Ibu Ini Dapat Warisan Santunan Jamsostek Rp1,3 Miliar

Siap.click – Kantor Cabang BPJS Ketenagakerjaan Jakarta Kebon Sirih menyerahkan santunan Jaminan Sosial Ketenagakerjaan (Jamsostek) secara simbolis kepada ahli waris peserta bernama Achmad Fadholi, yang meninggal dunia akibat serangan jantung saat bekerja. Total manfaat perlindungan yang diterima keluarga mencapai lebih dari Rp1,3 miliar, dan diserahkan langsung kepada sang istri, Rusmiyati, di Gedung Graha Mandiri, Jakarta.

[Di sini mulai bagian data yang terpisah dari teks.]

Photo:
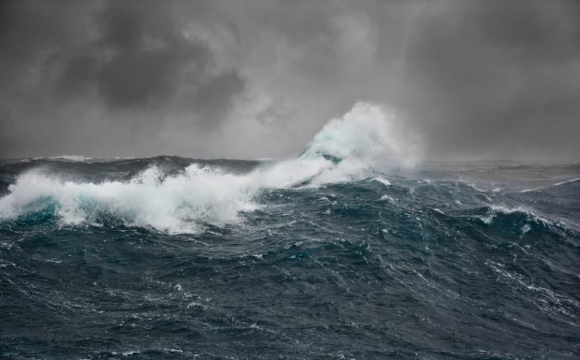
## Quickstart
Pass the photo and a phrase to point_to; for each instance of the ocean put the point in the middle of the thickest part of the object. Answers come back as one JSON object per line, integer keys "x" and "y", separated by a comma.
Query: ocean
{"x": 346, "y": 251}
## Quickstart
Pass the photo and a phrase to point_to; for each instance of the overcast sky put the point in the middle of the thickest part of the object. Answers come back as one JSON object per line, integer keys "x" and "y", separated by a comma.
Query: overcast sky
{"x": 258, "y": 78}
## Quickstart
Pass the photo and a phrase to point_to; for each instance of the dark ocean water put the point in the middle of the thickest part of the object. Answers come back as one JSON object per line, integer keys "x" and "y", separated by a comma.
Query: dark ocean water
{"x": 173, "y": 258}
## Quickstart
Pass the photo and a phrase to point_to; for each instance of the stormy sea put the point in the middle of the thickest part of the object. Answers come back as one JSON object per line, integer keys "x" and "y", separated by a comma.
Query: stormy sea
{"x": 346, "y": 251}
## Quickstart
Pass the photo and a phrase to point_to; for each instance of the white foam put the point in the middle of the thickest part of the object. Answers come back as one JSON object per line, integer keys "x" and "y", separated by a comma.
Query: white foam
{"x": 75, "y": 158}
{"x": 344, "y": 150}
{"x": 382, "y": 181}
{"x": 567, "y": 182}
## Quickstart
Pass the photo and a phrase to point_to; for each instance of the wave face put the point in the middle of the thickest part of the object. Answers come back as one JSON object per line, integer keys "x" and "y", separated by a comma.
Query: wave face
{"x": 347, "y": 251}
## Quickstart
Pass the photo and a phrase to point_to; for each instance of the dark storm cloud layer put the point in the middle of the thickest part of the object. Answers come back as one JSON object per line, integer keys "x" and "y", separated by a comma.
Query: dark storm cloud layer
{"x": 259, "y": 78}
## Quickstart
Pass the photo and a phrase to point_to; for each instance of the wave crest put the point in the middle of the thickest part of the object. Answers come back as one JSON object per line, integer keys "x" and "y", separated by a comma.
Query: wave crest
{"x": 344, "y": 150}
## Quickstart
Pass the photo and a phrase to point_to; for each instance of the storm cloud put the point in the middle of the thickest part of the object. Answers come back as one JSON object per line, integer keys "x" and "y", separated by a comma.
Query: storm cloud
{"x": 475, "y": 79}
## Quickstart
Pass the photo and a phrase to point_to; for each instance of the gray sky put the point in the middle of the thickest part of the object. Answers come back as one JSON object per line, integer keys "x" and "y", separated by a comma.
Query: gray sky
{"x": 250, "y": 79}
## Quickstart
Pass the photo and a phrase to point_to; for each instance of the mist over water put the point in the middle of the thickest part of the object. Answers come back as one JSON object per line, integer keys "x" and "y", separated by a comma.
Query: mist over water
{"x": 354, "y": 249}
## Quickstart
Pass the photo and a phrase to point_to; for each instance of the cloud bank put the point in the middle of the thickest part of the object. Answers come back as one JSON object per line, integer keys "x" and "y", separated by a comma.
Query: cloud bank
{"x": 249, "y": 79}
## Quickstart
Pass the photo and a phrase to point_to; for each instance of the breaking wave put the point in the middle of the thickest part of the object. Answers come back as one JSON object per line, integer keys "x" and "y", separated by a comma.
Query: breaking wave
{"x": 346, "y": 149}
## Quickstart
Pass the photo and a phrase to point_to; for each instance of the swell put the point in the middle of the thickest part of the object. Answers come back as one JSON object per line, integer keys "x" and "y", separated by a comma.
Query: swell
{"x": 176, "y": 195}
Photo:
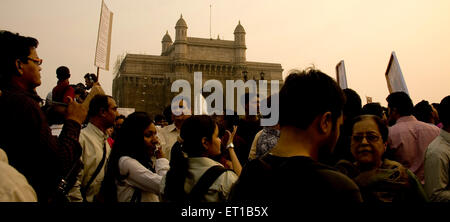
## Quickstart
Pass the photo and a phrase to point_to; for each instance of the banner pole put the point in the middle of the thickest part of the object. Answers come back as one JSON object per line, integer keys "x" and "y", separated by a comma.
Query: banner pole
{"x": 98, "y": 73}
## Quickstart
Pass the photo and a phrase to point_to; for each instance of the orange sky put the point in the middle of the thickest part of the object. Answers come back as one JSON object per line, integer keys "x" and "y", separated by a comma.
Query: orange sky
{"x": 296, "y": 34}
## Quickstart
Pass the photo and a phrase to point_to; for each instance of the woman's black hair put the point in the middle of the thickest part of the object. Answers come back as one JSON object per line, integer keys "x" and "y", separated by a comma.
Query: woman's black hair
{"x": 384, "y": 130}
{"x": 129, "y": 142}
{"x": 193, "y": 130}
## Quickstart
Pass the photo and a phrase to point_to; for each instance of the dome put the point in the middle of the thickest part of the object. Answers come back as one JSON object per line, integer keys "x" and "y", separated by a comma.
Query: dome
{"x": 181, "y": 22}
{"x": 167, "y": 38}
{"x": 239, "y": 29}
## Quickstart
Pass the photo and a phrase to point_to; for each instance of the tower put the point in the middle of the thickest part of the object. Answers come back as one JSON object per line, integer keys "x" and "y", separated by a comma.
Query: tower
{"x": 239, "y": 43}
{"x": 180, "y": 39}
{"x": 166, "y": 42}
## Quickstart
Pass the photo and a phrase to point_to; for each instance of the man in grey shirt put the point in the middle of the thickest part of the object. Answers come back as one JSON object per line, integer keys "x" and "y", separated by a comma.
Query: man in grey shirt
{"x": 437, "y": 184}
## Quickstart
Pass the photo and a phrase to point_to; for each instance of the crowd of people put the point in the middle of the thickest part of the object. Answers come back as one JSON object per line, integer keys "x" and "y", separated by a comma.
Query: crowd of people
{"x": 326, "y": 148}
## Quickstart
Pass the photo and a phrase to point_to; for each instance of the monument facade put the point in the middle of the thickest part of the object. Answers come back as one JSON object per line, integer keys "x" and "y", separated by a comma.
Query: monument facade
{"x": 144, "y": 82}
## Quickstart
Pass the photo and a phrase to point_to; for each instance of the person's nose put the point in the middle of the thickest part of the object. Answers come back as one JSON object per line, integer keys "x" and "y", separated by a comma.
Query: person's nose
{"x": 364, "y": 141}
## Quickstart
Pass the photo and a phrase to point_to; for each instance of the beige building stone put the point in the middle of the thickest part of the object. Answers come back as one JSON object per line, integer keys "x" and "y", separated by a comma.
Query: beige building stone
{"x": 143, "y": 82}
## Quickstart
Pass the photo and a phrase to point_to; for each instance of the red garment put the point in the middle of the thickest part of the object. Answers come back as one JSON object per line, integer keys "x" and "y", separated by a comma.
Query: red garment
{"x": 410, "y": 138}
{"x": 61, "y": 91}
{"x": 110, "y": 141}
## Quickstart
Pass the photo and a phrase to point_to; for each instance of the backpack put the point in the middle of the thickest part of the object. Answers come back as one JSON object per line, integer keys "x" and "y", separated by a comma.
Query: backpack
{"x": 204, "y": 183}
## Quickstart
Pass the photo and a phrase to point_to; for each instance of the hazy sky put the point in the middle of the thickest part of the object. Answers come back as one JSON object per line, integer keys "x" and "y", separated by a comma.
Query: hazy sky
{"x": 294, "y": 33}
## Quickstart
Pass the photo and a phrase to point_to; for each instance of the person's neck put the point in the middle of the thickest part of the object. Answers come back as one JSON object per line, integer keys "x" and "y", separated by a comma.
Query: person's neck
{"x": 446, "y": 128}
{"x": 98, "y": 123}
{"x": 295, "y": 142}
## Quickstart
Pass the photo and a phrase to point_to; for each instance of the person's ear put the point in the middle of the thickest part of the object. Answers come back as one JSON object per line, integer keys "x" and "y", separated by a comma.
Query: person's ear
{"x": 19, "y": 66}
{"x": 325, "y": 123}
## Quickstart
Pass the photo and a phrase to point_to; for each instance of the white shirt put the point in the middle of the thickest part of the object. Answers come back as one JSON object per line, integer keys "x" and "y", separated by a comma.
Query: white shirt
{"x": 142, "y": 178}
{"x": 219, "y": 190}
{"x": 14, "y": 187}
{"x": 92, "y": 140}
{"x": 437, "y": 168}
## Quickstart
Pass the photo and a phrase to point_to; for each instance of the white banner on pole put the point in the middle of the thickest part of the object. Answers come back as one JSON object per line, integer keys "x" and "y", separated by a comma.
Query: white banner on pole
{"x": 341, "y": 76}
{"x": 125, "y": 111}
{"x": 103, "y": 49}
{"x": 394, "y": 76}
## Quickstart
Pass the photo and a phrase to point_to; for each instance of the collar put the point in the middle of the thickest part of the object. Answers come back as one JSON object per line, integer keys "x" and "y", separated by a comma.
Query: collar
{"x": 100, "y": 134}
{"x": 171, "y": 127}
{"x": 406, "y": 119}
{"x": 196, "y": 162}
{"x": 445, "y": 135}
{"x": 12, "y": 89}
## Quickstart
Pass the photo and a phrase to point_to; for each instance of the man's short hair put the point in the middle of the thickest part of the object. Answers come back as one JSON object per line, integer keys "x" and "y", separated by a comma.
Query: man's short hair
{"x": 402, "y": 102}
{"x": 120, "y": 117}
{"x": 373, "y": 109}
{"x": 62, "y": 73}
{"x": 91, "y": 76}
{"x": 97, "y": 103}
{"x": 307, "y": 94}
{"x": 13, "y": 47}
{"x": 444, "y": 111}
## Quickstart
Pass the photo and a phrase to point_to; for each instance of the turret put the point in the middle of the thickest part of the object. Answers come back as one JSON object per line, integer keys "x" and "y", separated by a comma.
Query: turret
{"x": 239, "y": 43}
{"x": 180, "y": 39}
{"x": 166, "y": 42}
{"x": 181, "y": 30}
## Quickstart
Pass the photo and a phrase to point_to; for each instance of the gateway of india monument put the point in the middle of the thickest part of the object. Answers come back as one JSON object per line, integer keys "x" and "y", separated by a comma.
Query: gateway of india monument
{"x": 144, "y": 82}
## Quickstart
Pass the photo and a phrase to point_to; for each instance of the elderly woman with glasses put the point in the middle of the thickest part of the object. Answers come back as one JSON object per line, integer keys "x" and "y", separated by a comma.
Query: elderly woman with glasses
{"x": 379, "y": 179}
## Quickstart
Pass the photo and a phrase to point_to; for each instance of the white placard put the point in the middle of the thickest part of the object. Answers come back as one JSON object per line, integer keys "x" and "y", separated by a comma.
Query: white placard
{"x": 341, "y": 76}
{"x": 103, "y": 49}
{"x": 394, "y": 76}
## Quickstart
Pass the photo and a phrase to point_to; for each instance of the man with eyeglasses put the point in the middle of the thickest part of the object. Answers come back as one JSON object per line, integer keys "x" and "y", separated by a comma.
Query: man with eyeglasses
{"x": 408, "y": 137}
{"x": 24, "y": 132}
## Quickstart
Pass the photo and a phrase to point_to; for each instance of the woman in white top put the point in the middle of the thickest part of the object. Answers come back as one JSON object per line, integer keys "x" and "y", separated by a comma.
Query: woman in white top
{"x": 190, "y": 161}
{"x": 131, "y": 175}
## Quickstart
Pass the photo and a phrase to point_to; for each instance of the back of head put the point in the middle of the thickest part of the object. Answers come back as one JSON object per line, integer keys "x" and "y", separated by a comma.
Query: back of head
{"x": 62, "y": 73}
{"x": 91, "y": 76}
{"x": 130, "y": 139}
{"x": 13, "y": 47}
{"x": 129, "y": 142}
{"x": 307, "y": 94}
{"x": 192, "y": 131}
{"x": 167, "y": 112}
{"x": 352, "y": 106}
{"x": 444, "y": 111}
{"x": 98, "y": 103}
{"x": 402, "y": 102}
{"x": 423, "y": 111}
{"x": 373, "y": 109}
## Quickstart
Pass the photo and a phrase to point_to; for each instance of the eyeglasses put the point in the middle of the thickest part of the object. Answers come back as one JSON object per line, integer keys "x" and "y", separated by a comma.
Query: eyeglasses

Kepala Kantor Cabang BPJS Ketenagakerjaan Jakarta Kebon Sirih, Indra Iswanto, menyampaikan rasa duka mendalam atas kepergian Achmad Fadholi. ”Kami turut duka cita yang sedalam-dalamnya kepada almarhum Achmad Fadholi yang saat bekerja mengalami serangan jantung dan meninggal dunia. Semoga beliau husnul khatimah dan keluarga yang ditinggalkan diberikan ketabahan,” ungkap Indra.

Indra menjelaskan bahwa almarhum merupakan Department Head Corporate Secretary PT Bumi Daya Plaza, salah satu perusahaan binaan BPJS Ketenagakerjaan Kantor Cabang Kebon Sirih. Ia menuturkan, peristiwa meninggalnya Achmad Fadholi saat bertugas termasuk dalam kategori kecelakaan kerja bagi peserta penerima upah (PU). Karena itu, ahli waris berhak atas manfaat Jaminan Kecelakaan Kerja (JKK) setara 48 kali gaji yang dilaporkan perusahaan.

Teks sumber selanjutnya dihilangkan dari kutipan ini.